Since the transaction inputs do not explicitly include the amounts, the
only way to determine the transaction fee is to look up the UTXOs (unspent
transaction outputs) that are being spent in this transaction. In other
words, the transaction fee is implicit.
For transactions in the mempool, the UTXOs spent by the transaction will
either be in the UTXO set (the set of all UTXOs implied by the block chain
at the current height), or will be the outputs from other transactions in
the mempool
For transactions that are already spent in the block chain, the UTXO data
is saved in
undo data.
The
getrawtransaction
RPC method can be used to retrieve a transaction.
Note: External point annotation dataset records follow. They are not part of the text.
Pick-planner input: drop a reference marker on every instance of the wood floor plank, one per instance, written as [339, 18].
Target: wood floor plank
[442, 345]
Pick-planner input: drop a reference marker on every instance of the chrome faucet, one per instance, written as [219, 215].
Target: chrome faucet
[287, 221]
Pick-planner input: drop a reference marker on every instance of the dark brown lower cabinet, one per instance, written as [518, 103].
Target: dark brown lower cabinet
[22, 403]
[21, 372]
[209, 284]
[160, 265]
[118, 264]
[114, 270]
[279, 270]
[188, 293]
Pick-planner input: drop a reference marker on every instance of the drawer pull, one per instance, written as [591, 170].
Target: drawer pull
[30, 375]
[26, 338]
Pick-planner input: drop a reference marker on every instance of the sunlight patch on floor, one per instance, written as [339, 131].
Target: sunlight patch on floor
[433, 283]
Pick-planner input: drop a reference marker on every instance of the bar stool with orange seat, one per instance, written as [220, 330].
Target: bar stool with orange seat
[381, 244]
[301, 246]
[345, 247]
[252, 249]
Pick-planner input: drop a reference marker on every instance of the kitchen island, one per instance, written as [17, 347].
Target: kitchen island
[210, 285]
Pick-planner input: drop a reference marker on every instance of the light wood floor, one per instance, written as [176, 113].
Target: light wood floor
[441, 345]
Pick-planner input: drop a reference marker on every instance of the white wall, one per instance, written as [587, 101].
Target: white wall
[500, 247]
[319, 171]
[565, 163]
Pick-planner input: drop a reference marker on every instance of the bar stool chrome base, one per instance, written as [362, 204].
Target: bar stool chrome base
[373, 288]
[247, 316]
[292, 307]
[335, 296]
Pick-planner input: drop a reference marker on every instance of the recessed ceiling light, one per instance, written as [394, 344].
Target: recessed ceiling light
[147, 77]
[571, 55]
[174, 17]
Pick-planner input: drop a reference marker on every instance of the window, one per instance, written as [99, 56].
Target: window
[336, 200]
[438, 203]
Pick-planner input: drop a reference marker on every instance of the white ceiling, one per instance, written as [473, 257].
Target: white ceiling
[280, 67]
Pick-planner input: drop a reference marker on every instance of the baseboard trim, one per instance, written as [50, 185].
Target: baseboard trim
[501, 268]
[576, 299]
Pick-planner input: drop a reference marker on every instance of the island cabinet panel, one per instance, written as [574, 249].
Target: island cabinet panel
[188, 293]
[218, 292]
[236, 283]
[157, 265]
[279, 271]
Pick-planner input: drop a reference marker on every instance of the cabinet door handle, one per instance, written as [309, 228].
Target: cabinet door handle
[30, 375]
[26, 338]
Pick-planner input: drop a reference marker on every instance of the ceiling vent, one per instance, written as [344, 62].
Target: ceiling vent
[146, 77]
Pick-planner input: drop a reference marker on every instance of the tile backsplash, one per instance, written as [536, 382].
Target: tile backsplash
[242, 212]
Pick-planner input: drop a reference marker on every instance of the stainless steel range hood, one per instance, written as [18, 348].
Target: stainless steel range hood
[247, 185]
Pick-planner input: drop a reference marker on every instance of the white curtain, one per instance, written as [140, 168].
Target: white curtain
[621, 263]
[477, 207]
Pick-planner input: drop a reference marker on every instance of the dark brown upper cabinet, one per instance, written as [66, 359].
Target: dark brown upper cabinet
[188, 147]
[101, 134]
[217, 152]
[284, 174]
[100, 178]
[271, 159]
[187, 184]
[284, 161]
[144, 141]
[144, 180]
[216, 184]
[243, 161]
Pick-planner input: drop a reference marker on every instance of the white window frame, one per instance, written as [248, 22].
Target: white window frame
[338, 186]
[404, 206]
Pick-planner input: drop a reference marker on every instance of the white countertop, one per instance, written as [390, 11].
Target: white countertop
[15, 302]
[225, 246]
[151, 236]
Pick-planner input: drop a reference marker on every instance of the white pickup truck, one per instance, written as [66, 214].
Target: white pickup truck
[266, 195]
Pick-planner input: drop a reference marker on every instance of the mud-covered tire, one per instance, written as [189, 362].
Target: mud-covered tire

The transaction can
either be an unconfirmed transaction in the mempool or a confirmed
transaction which has been saved in a block file on disk.
This PR updates the getrawtransaction RPC method to allow the user to
retrieve fee data for a transaction.
This PR changes the second argument
of getrawtransaction from verbose (a bool) to verbosity (an int).
Is this ok? Does it break backwards compatibility?
The verbosity argument accepts values of 0 (returns the hex-encoded
data for the transaction), 1 (returns an object with information about
the transaction) or 2 (returns an object with information about the
transaction, including fees and prevout information for the inputs). What
happens if 3 is passed as the argument? How about -1?
The commit introduces
local variablesblockUndo and block in the getrawtransaction() function. What are
they used for? How/where do they get set?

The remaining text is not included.